Category 5 Cyclone Mocha crashes over Myanmar, Bangladesh

14 May 2023
Category 5 Cyclone Mocha crashes over Myanmar, Bangladesh
A motor biker drives on the empty street in Sittwe, Rakhine State, Myanmar, 13 May 2023.  Photo: EPA

Cyclone Mocha intensified into a Category Five hurricane midday Sunday and has now hit land in Myanmar and Bangladesh, where hundreds of thousands of people evacuated from the coasts were taking shelter.

Mocha is packing winds of up to 140 knots or 259 kilometres per hour, the US Joint Typhoon Warning Center said, the equivalent to a Category 5 hurricane on the Saffir-Simpson Hurricane Wind Scale.

Mocha "is now crossing Cox's Bazar-North Myanmar coast. It (is) likely to move north-northeasterly direction and complete crossing Cox's Bazar-North Myanmar coasts near Sittwe by afternoon (Sunday)," the Bangladeshi meteorological department office said in a special bulletin.

It added the maximum sustained wind speed within around 75 kilometres (45 miles) of the centre of the cyclone was around 195 kilometres (120 miles) per hour with gusts and squalls of 215 kmph.

The Zoom Earth website tracking the weather system suggested that the eye of the storm was still off the coast and heading for around Sittwe.

"The wind is getting stronger at the moment," rescue worker Kyaw Kyaw Khaing told AFP from Pauktaw town, about 25 kilometres inland from Sittwe, and where he said around 3,000 people had arrived to seek shelter.

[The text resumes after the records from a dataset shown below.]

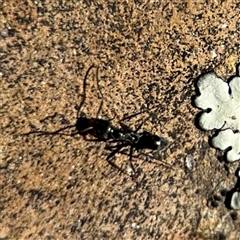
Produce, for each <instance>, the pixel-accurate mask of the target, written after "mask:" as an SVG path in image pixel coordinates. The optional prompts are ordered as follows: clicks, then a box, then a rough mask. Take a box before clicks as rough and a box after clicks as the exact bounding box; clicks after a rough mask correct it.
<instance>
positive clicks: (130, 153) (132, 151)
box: [129, 146, 136, 174]
mask: <svg viewBox="0 0 240 240" xmlns="http://www.w3.org/2000/svg"><path fill="white" fill-rule="evenodd" d="M132 154H133V147H132V146H131V148H130V152H129V162H130V166H131V168H132V170H133V172H134V174H135V173H136V171H135V168H134V166H133V163H132Z"/></svg>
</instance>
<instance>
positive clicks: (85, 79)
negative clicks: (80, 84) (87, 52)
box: [77, 64, 94, 118]
mask: <svg viewBox="0 0 240 240" xmlns="http://www.w3.org/2000/svg"><path fill="white" fill-rule="evenodd" d="M93 67H94V64H93V65H92V66H91V67H89V69H88V70H87V72H86V75H85V77H84V80H83V94H82V95H83V97H82V101H81V102H80V104H79V106H78V109H77V118H79V117H80V116H79V113H80V111H81V108H82V106H83V104H84V102H85V99H86V86H87V77H88V74H89V72H90V71H91V69H92V68H93Z"/></svg>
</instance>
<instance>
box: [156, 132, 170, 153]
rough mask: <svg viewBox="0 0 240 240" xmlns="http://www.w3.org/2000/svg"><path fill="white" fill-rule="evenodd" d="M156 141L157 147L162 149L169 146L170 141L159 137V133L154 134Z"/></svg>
mask: <svg viewBox="0 0 240 240" xmlns="http://www.w3.org/2000/svg"><path fill="white" fill-rule="evenodd" d="M154 138H155V143H156V145H157V146H158V147H157V149H159V150H161V149H164V148H165V147H167V146H168V144H169V141H168V140H167V139H165V138H163V137H159V136H157V135H154Z"/></svg>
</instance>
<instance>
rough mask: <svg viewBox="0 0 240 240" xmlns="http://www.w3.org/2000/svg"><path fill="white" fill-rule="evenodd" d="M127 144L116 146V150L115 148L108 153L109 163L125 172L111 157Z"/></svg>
mask: <svg viewBox="0 0 240 240" xmlns="http://www.w3.org/2000/svg"><path fill="white" fill-rule="evenodd" d="M125 146H127V144H121V145H119V146H117V148H116V149H115V150H113V151H112V152H111V153H110V154H109V155H108V157H107V161H108V163H109V164H110V165H111V166H112V167H114V168H117V169H118V170H119V171H120V172H123V170H122V169H121V168H120V167H119V166H117V165H116V164H115V163H114V162H113V161H112V159H111V158H112V157H113V156H114V155H115V154H116V153H118V152H119V151H120V150H121V148H123V147H125Z"/></svg>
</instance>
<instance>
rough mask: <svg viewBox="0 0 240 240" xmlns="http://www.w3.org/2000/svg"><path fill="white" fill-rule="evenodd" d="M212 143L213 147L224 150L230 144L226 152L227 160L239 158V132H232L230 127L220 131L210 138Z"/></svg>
mask: <svg viewBox="0 0 240 240" xmlns="http://www.w3.org/2000/svg"><path fill="white" fill-rule="evenodd" d="M212 145H213V146H214V147H215V148H219V149H221V150H223V151H224V150H226V149H227V148H229V146H231V149H229V151H228V152H227V155H226V157H227V159H228V161H229V162H233V161H236V160H238V159H240V134H239V133H234V132H233V131H232V130H231V129H227V130H224V131H220V132H219V134H218V135H217V136H216V137H213V138H212Z"/></svg>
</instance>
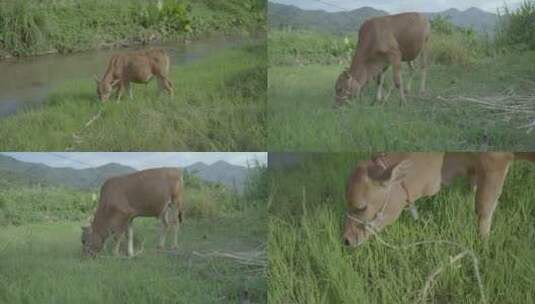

"We distributed enough food for one or two meals to the people evacuated to temporary shelters. I don't think we will be able to send any food today due to the weather."

Thousands left Sittwe on Saturday, packing into trucks, cars and tuk-tuks and heading for higher ground inland as meteorologists warned of a storm surge of up to 3.5 metres.

"We are not OK because we didn't bring food and other things to cook," said Maung Win, 57, who spent the night in a shelter in Kyauktaw town. "We can only wait to get food from people's donations."

Bangladeshi authorities moved 190,000 people in Cox's Bazar and nearly 100,000 in Chittagong to safety, divisional commissioner Aminur Rahman told AFP late Saturday.

The rain and wind were felt in Myanmar's commercial hub Yangon, around 500 kilometres away, residents said Sunday.